What about Apple's built-in detection?
Modern iPhones detect AirTags following you through iOS's "Items Found Moving With You" feature. AirLeak's detection is complementary, not a replacement:
| AirLeak | iOS built-in |
|---|---|
| Detects AirTag, Tile, SmartTag, FMDN | AirTag and Find My accessories only |
| Surfaces forensic detail (MACs, RSSIs, timestamps) you can read live | Just an alert |
| Works alongside any phone via the app | Requires iPhone, Apple ID |
| Includes a built-in proximity locator (Hunt) | Locates via Find My |
For Tile and SmartTag, AirLeak is one of the few tools available to consumers.
Reading the tracker's broadcast in detail
Open a tracker's device detail page. The Identifiers and Find My sections show the tracker's:
- Fingerprint (stable across MAC rotation)

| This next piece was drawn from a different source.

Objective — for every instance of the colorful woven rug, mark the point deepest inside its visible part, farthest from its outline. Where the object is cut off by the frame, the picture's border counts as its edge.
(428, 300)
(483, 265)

- Public-key prefix (for AirTags / Find My accessories)
- Separated state and UTP (unwanted-tracking-protection) flag
- Vendor / Service UUID
Together with its persistent observation count, this is what backs the tracker alerts.
A single multi_hour_follower alert is rarely a stalker. Forgotten trackers in public places are common. If the alert fires, walk to a different location and come back. If the same tracker reappears wherever you go, that's when to act.